How does it feel, not being able to leave my own world? – Renata Jurkevythz

A while ago I wrote a piece about the feeling of living in my own world. It is a world that exists deep within me, and I am its sole inhabitant and ruler. It is very different from the outside world where this world feels like home to me. It feels natural. With this ascertained, I wanted to explain a different aspect of this world in how hard it is to simply leave it and enter the outer one, where everybody else is.

My world is very busy, often confusing and extremely deep, but this is home. This isn’t a place I flee to as people may think. It is indeed quite the opposite. This is my starting point, a place where I come from. Every morning I wake up in my world, and it is already quite busy with many things going on and numerous thoughts bombarding my mind. It is after some time I acknowledge the outside world around me and start waking up to it. Well, trying to. Sometimes it happens without much effort or thought, but other times it is so hard. Some days it feels like it is just not going to happen, so I try my best to survive and hope the next day will be better and the transition will happen seamlessly.

So how does it feel, not being able to leave my own world? Especially when I don’t have the option to stay there, as my life’s obligations and daily tasks are waiting for me in the outside world? My mind refuses to leave and my body gets so confused. I just move sluggishly from place to place trying the best I can to keep the pace when my body’s control room seems to be out of order. It is not a nice feeling. I traverse the day having a difficult time doing every single action I used to do automatically. Trying to change clothes; I stare at my wardrobe for a long time not realizing what exactly I was supposed to be doing there. After a while I choose my clothes from the “go to” pile, the ones I put on without thinking (perfect for this kind of days or when I’m just feeling lazy). I forget basic stuff like brushing my teeth. I try to talk to my husband and his words sound so distant and so slow that I just can’t react or respond in a coherent way.

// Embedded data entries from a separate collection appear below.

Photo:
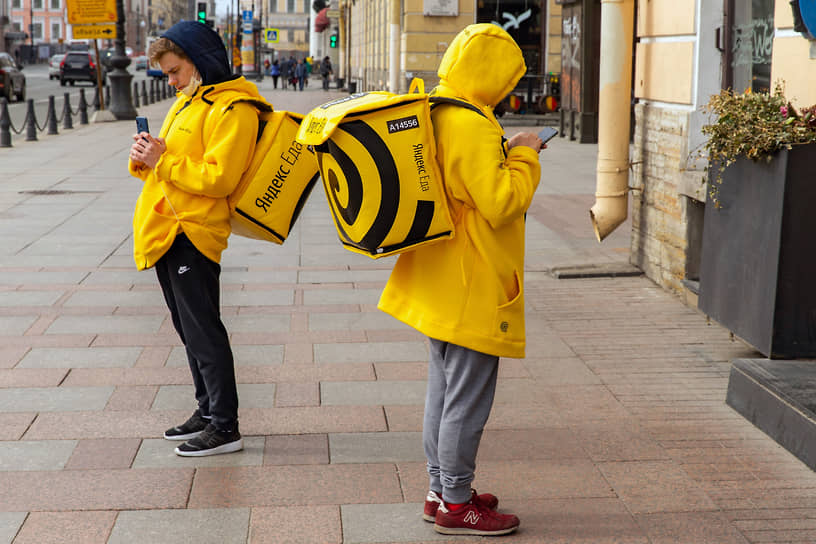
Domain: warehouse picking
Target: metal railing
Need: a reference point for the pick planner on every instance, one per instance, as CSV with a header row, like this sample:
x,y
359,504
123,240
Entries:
x,y
159,90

It feels like I’m at the end of this long tunnel and everybody else is on the other side. I see part of what they are doing, hear part of what they are saying but I can’t really understand most of it. I try to interact with them from this distance place and scream the words I believe I should be saying. It is a real challenge and I get so frustrated because I want to be there for my loved ones, I don’t want to disappoint them. During these days, I go out of my way to avoid social contact or being in public. Some things are practically unavoidable, like picking my son up at kindergarten or answering the door for the postman. When I do I take a deep breath, try to remember the basic interactions I should be using (say hello, smile, nod, say goodbye) and pray nobody will try to engage in conversation and especially not ask me any questions.

I live my daily life in a pre-set routine, always having a specific order for things to happen in my day and when there is anything extra I plan a day before writing it on my chalkboard. This is a life saver for these days because it makes my daily routine automatic not needing to think about it and at least I get the essential done. The other extra things from my chalkboard just seem to fly off out the window though. These extra tasks are for the good days, and I am ok with that. This way I have found I am able to keep functioning even when I am off to my inner land.

I will be honest and say I do not feel my mind is broken or this feeling is a curse. It is really hard but I know these days are a way my mind has found to tell me I have been doing too much. It is just like when our body tells us we are overdoing things and we end up getting sick. The fact that I push my mind to its limits on a daily basis to be able to fit in a non-autistic world is nothing new. So, of course it will shut down and refuse to cooperate from time to time, especially in critical moments of my life when I’m really pushing it. Like a tired child that doesn’t want to walk anymore, my mind just stops and starts screaming “I don’t want to do this! Stop!”

Just like when you get sick and stay in bed all day and then feeling so much better the next day, giving in to my brain’s demands heals me. It is what I should be doing, actually. The moments I get to obey it and just stay home resting, writing, reading, gaming, I feel so energized. I recharge my batteries, feel peaceful. In these moments, I get the best ideas; I am my most creative self. I know I need to hear my mind’s demands and slow down. Being able to dive deep into my world and stay there for a while is amazing and fulfilling. It makes me better and stronger. The problem is not having to stay there, but having to go out. If I could stay every time I needed I would feel well enough to face the outside challenges and in result feel happier and more satisfied. Unfortunately life has its demands and they are always there whether we are ready for them or not. So, I act on doing my best to get through these difficult days, but never forgetting to seize my moments alone, inside myself, whenever I can.

About Renata Jurkevythz

I’m a 36 years old recently diagnosed Aspie. Married to a neurotypical for 15 years. Mother of three – a 10 year old Aspie girl, 4 year old classic autistic boy and a little baby boy. I found out about my neurology last year after my son was diagnosed and I started to dig deep into autism. Then my daughter’s diagnosis followed. We are a unique, happy bunch and try to make the best of what we have. We see different brains as just different, all with positives and negatives – there isn’t a wrong one! We are from Brazil but recently moved to Germany. My special interests are writing, learning languages, games and movies. I also love forests – they bring me peace. Things that make me instantly happy are the sound of singing birds (specially Seagulls) and children laughing.